Mark Lewis's film Rat (C4) was a remarkable testimony to the fear and loathing rats inspire. The citizens of New York queued up to tell their rat stories: to describe the horror of finding a rat staring at your children from the sofa; and of feeling one land on your stomach while you lay in bed. The rhetoric here was of street warfare - of rats facing down humans, of invasion and conquest. Exterminators spoke of their jobs with an air of no- bullshit machismo learned from Bruce Willis in Die Hard.

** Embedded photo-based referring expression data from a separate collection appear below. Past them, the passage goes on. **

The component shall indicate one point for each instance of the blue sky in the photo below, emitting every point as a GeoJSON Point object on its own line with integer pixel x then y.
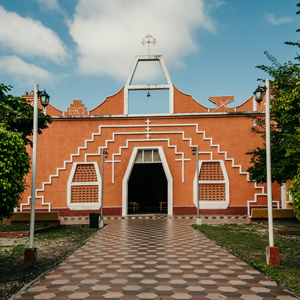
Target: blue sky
{"type": "Point", "coordinates": [83, 49]}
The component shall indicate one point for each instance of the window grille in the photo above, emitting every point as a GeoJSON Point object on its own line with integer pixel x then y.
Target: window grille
{"type": "Point", "coordinates": [212, 186]}
{"type": "Point", "coordinates": [211, 171]}
{"type": "Point", "coordinates": [212, 192]}
{"type": "Point", "coordinates": [84, 186]}
{"type": "Point", "coordinates": [85, 173]}
{"type": "Point", "coordinates": [84, 194]}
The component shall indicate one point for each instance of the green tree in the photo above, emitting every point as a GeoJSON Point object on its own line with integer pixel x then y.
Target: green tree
{"type": "Point", "coordinates": [285, 126]}
{"type": "Point", "coordinates": [16, 115]}
{"type": "Point", "coordinates": [16, 127]}
{"type": "Point", "coordinates": [14, 165]}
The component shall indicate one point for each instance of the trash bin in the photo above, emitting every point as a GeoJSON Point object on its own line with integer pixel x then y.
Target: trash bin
{"type": "Point", "coordinates": [94, 220]}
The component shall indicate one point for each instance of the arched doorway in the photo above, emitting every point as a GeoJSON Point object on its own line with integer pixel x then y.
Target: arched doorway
{"type": "Point", "coordinates": [147, 189]}
{"type": "Point", "coordinates": [147, 184]}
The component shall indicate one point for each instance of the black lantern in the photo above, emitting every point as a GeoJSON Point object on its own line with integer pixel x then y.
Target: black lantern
{"type": "Point", "coordinates": [259, 93]}
{"type": "Point", "coordinates": [44, 98]}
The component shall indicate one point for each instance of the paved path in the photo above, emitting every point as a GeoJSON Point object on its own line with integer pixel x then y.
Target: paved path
{"type": "Point", "coordinates": [154, 259]}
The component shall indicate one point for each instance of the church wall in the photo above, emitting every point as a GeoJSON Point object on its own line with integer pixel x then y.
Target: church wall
{"type": "Point", "coordinates": [221, 137]}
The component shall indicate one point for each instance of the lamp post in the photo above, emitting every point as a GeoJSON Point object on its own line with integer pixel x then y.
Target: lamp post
{"type": "Point", "coordinates": [272, 253]}
{"type": "Point", "coordinates": [104, 153]}
{"type": "Point", "coordinates": [30, 253]}
{"type": "Point", "coordinates": [196, 151]}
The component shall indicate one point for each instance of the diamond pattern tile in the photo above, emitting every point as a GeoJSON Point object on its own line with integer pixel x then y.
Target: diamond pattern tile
{"type": "Point", "coordinates": [154, 259]}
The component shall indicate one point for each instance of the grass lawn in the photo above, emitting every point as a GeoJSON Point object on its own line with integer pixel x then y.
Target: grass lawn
{"type": "Point", "coordinates": [249, 242]}
{"type": "Point", "coordinates": [6, 227]}
{"type": "Point", "coordinates": [52, 247]}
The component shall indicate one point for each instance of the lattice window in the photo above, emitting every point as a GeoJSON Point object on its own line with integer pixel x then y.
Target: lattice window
{"type": "Point", "coordinates": [85, 173]}
{"type": "Point", "coordinates": [212, 192]}
{"type": "Point", "coordinates": [84, 194]}
{"type": "Point", "coordinates": [84, 186]}
{"type": "Point", "coordinates": [211, 171]}
{"type": "Point", "coordinates": [212, 183]}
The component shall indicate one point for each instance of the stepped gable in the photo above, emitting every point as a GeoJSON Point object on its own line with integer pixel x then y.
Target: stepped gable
{"type": "Point", "coordinates": [76, 109]}
{"type": "Point", "coordinates": [221, 103]}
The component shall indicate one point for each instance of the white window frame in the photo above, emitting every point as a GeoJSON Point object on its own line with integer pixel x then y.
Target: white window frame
{"type": "Point", "coordinates": [212, 204]}
{"type": "Point", "coordinates": [83, 206]}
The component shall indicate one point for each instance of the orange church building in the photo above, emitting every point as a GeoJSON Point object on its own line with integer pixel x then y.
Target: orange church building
{"type": "Point", "coordinates": [150, 167]}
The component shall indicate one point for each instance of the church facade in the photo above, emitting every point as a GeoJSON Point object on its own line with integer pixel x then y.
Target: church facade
{"type": "Point", "coordinates": [150, 167]}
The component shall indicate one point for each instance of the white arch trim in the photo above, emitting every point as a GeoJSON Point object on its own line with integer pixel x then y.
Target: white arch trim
{"type": "Point", "coordinates": [128, 173]}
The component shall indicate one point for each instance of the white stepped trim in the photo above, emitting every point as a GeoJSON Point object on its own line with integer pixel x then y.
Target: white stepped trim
{"type": "Point", "coordinates": [143, 133]}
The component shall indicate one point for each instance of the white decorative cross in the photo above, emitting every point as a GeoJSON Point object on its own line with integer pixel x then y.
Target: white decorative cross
{"type": "Point", "coordinates": [149, 39]}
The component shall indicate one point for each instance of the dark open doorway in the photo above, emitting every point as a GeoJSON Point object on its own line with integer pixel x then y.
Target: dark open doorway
{"type": "Point", "coordinates": [148, 189]}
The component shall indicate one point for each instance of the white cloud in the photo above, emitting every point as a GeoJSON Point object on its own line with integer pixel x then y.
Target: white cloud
{"type": "Point", "coordinates": [23, 73]}
{"type": "Point", "coordinates": [278, 21]}
{"type": "Point", "coordinates": [108, 33]}
{"type": "Point", "coordinates": [48, 5]}
{"type": "Point", "coordinates": [29, 38]}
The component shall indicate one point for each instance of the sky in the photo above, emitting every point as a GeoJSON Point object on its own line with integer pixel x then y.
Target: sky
{"type": "Point", "coordinates": [83, 49]}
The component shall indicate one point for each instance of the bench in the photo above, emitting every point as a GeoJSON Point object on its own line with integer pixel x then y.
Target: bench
{"type": "Point", "coordinates": [21, 218]}
{"type": "Point", "coordinates": [133, 206]}
{"type": "Point", "coordinates": [262, 213]}
{"type": "Point", "coordinates": [163, 206]}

The hatred on display here seemed out of all proportion to the menace rats pose. Lewis gently nudged at the question of why this was. Early on, an intriguing pair of statistics was posted on screen: the number of New Yorkers bitten by rats in one year was 184; the number bitten by fellow New Yorkers in the same year was 1,102. So why is it that rats get all the bad publicity? Partly because they are so like us - one man spoke of seeing the souls of rats in their eyes, and again and again it was their intelligence, their purposeful malevolence which impressed the interviewees.

The film was shot with panache: hammed-up, intense interviews were intercut with carefree footage of rats sauntering down the city streets or bouncing up the steps of an apartment block. To this, Lewis added a sharp ear for the odd phrase - subway rats were described as enjoying "a day in the sun, in a subterranean sense". At times, Rat was practically poetry, even if the poem was only "The Pied Piper of Hamelin".

For many here, the solution to the rat problem was cats. But this would just be swapping one pest for another. Monday night's Wild Tales (C4) was a contribution to the recent sub-genre of wildlife films based on the premise that household pets are killers and their owners are lucky to get out of the relationship without having their lungs ripped out. The film surveyed the carnage executed by domestic cats, and ended with an announcement that, while you had been watching, 25,000 small animals and birds had been dispatched by cats in the UK alone. This nightly hecatomb is not simply tough on carpets; it threatens the existence of small mammal species and the predators, such as barn owls, who depend on them.

Meanwhile, feral cats in Australia have all but wiped out marsupials such as bandicoots, and, in the US, huge colonies of abandoned cats massacre flocks of migrating birds incautious enough to roost in their neighbourhood. Cat saliva, we learned, is practically toxic to most other animals, it's so packed with pernicious bacteria. All in all, the only real advantage cats have over rats as pets is that cats have better control over their bowels and bladders. Then again, rats are cheap to feed, don't take up much space or make much noise. Frankly, it's a bit of toss up.